Communicating Endangered Species: Extinction, News, and Public Policy is a multidisciplinary environmental communication book that takes a distinctive approach by connecting how media and culture depict and explain endangered species with how policymakers and natural resource managers can or do respond to these challenges in practical terms.
Extinction isn't new. However, the pace of extinction is accelerating globally. The International Union for Conservation of Nature classifies more than 26,000 species as threatened. The causes are many, including climate change, overdevelopment, human exploitation, disease, overhunting, habitat destruction, and predators. The willingness and the ability of ordinary people, governments, scientists, nongovernmental organizations, and businesses to slow this deeply disturbing acceleration are uncertain. Meanwhile, researchers around the world are laboring to better understand and communicate the possibility and implications of extinctions and to discover effective tools and public policies to combat the threats to species survival. This book presents a history of news coverage of endangered species around the world, examining how and why journalists and other communicators wrote what they did, how attitudes have changed, and why they have changed. It draws on the latest research by chapter authors who are a mix of social scientists, communication experts, and natural scientists. Each chapter includes a mass media and/or cultural aspect.
This book will be essential reading for students, natural resource managers, government officials, environmental activists, and academics interested in conservation and biodiversity, environmental communication and journalism, and public policy.
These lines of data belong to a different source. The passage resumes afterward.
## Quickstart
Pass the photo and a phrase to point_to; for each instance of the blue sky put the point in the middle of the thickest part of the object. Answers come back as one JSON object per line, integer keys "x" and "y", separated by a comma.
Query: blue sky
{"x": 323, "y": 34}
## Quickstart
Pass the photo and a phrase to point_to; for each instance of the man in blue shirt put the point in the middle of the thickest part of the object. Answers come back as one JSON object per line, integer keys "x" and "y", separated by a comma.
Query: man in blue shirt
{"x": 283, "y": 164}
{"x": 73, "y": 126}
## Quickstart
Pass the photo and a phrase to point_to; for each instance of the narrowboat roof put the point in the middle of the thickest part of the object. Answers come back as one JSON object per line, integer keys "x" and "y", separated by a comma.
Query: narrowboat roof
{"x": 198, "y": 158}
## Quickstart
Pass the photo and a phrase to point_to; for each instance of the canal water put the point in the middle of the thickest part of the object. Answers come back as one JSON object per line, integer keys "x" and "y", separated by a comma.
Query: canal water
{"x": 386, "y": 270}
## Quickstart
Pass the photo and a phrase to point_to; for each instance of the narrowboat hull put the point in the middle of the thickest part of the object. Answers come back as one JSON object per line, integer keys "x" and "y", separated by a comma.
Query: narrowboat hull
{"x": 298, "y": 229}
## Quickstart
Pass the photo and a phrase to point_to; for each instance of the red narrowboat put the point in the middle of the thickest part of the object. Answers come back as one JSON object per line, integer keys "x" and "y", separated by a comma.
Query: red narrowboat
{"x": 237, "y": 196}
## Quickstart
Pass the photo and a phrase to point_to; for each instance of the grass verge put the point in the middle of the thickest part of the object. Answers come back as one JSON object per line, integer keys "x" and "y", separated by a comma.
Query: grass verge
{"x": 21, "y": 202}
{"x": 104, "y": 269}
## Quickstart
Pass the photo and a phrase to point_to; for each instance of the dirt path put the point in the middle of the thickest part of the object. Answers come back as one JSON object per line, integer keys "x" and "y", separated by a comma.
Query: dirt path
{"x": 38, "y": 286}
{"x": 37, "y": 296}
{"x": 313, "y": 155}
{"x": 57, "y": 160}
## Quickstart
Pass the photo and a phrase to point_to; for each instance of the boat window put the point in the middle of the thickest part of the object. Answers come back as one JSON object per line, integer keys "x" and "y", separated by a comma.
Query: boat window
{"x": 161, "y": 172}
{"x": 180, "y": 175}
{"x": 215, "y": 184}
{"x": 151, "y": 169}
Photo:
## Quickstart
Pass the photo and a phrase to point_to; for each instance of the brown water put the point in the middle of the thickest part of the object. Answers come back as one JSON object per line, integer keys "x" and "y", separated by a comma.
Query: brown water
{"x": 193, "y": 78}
About the Author: Eric Freedman is Director of the Knight Center for Environmental Journalism and Professor of Journalism at Michigan State University, USA. He is the co-editor of Environmental Crises in Central Asia (Routledge, 2015) and Biodiversity, Conservation and Environmental Management in the Great Lakes Basin (Routledge, 2018) and he has won a Pulitzer Prize in Journalism.
Sara Shipley Hiles is Associate Professor at the University of Missouri-Columbia, USA. She is a journalism educator and an award-winning journalist who specializes in environmental and investigative reporting with more than 25 years' experience in the field.
David B. Sachsman holds the George R. West, Jr. Chair of Excellence in Communication and Public Affairs at the University of Tennessee at Chattanooga, USA. He is managing editor of Applied Environmental Education and Communication, an international journal, editor of the Routledge Handbook of Environmental Journalism (Routledge, 2020), and author of Environment Reporters in the 21st Century (Routledge, 2010).